Now it’s time to trace!
1. Select the Pen Tool.
We can now select our pen tool either by the selecting the icon in the tool bar or pressing the P key.
2. Start Your Path.
Start by left clicking to start a path and any click after that will put down a point that will be created by a line, you can hold down your left click to curve the point instead of making it a sharp corner. Considering that a bottle is an object with a lot of curves we are going to be primarily using the curved points.
Hint: If you place a point that you are not happy with, simply hit Crt+Z to undo it and try again.
Hint: You can turn off the fill of the shape by switching the fill swatch to none.
3. Adjust your curves with direct selection tool (“A” key).
The curved points also leave behind a handle on both side that you can use to adjust the roundness of the point. You can do this by selecting the Direct Selection tool by either hitting the white arrow icon on the tool bar or pressing the A key.
Hint: if you want to only control one handle hold down the Alt Key as you are moving the handle.
4. Repeat until you have half of your object traced.
5. Select the entire path.
Once you completed half of the object you can select the entire path by using the Selection tool by clicking on the black arrow on the toolbar or pressing the V key. Then simply click on your line.
6. Reflect the path.
Once you have the path selected go to Object > Reflect and select either Horizontal or Vertical based on the object that you are tracing.
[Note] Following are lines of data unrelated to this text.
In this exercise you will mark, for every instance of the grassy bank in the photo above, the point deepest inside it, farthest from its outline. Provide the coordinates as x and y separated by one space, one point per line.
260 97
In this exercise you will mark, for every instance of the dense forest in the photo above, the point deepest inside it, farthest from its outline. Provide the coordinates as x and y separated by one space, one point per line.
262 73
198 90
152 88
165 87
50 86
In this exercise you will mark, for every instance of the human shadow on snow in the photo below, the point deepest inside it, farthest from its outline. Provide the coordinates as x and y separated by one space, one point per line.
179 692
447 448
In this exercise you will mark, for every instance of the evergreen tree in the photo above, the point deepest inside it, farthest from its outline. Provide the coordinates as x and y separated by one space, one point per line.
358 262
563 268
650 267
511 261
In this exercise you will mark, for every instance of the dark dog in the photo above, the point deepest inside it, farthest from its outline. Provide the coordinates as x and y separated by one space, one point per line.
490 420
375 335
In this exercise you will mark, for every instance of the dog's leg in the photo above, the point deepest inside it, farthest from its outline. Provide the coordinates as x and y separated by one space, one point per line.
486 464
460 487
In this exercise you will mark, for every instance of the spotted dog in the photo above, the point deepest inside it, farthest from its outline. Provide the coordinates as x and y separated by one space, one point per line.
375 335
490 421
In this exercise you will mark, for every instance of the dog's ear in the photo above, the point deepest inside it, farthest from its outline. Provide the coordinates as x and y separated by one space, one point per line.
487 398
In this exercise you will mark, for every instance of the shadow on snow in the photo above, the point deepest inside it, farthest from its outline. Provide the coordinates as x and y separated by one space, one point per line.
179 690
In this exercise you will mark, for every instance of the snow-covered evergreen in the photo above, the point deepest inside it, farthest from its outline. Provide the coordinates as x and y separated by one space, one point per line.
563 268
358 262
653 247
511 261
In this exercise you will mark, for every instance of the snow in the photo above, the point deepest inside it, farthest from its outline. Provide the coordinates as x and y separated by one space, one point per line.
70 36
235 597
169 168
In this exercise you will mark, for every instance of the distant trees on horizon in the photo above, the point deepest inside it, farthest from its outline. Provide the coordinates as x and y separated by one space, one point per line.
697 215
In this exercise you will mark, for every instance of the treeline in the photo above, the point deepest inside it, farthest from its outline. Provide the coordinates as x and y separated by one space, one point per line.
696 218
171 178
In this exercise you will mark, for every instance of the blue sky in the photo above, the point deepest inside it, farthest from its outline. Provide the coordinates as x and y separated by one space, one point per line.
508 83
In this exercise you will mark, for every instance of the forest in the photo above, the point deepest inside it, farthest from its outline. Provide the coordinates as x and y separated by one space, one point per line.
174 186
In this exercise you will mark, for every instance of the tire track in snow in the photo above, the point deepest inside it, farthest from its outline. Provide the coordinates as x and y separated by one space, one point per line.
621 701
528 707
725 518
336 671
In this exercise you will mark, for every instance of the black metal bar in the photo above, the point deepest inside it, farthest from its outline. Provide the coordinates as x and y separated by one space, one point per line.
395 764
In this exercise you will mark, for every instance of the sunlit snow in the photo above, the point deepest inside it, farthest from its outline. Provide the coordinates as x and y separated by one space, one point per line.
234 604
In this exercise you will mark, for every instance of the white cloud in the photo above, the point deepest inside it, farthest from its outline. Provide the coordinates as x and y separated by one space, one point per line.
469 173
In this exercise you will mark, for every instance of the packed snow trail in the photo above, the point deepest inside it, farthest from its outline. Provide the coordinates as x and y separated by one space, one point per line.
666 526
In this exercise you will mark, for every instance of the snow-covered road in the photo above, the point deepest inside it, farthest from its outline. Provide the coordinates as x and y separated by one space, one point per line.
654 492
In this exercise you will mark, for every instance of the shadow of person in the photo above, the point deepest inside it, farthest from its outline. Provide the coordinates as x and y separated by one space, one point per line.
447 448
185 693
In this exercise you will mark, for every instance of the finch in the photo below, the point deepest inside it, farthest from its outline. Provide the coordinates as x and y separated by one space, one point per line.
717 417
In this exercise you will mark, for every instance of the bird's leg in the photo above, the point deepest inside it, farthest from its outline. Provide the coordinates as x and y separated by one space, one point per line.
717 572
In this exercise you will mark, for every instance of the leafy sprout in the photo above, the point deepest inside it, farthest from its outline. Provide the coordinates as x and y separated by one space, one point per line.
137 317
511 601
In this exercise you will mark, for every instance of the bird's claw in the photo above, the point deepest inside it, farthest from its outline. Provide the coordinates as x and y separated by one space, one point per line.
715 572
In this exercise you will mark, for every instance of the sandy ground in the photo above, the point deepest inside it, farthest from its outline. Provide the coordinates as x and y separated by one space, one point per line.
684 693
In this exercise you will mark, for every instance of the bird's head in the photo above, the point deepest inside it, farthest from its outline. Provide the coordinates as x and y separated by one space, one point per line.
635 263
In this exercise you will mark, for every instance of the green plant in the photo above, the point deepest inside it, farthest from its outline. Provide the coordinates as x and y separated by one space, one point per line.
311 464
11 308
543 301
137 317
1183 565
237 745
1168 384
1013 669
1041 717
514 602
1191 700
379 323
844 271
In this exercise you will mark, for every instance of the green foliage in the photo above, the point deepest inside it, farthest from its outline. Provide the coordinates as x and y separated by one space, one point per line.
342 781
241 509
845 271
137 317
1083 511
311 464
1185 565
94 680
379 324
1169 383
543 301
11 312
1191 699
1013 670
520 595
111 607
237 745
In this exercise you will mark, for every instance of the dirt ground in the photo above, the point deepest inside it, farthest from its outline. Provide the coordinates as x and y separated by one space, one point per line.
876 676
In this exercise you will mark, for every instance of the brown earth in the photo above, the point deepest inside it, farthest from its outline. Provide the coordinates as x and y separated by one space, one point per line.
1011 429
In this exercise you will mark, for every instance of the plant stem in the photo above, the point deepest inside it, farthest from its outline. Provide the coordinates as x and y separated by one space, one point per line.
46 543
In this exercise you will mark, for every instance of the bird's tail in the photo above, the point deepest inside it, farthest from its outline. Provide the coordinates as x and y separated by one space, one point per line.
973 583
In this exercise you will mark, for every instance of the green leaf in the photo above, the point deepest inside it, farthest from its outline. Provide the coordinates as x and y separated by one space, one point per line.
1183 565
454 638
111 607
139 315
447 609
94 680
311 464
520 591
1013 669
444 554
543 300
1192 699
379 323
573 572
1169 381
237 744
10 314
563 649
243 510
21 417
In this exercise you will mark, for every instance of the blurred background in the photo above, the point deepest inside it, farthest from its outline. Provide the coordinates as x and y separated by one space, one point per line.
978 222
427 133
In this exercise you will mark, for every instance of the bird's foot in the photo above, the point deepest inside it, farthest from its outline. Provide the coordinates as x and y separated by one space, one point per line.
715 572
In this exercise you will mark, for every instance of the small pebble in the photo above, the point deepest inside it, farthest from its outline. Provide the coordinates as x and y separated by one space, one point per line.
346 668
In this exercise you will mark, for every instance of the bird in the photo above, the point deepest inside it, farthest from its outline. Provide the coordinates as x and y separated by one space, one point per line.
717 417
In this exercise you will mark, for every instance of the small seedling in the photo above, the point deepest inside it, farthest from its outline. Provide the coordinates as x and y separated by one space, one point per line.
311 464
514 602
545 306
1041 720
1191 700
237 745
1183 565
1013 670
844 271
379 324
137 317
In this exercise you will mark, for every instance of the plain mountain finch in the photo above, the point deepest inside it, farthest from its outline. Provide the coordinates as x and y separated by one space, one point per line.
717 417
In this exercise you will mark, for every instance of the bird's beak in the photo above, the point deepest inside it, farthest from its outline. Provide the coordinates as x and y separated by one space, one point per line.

We are going to use Vertical for our bottle and then click on Copy. This will make a copy of the second side of the bottle so that we can ensure that both sides are identical and perfectly symmetrical.
Hint: you can select preview to see how your path will look after being flipped.
7. Line up the paths.
Now all we need to do is join the two paths, but first you need to move the new path to the right place. Move over our new path using the arrow keys, to make the movement faster hold down shift as you do it.
8. Right click and select “Join Paths”
Once you have the paths lined up select both, right click and select join paths. You will have to do this twice so that you connect both end points of your shape.
And there you have it. A full bottle outline object created by the pen tool!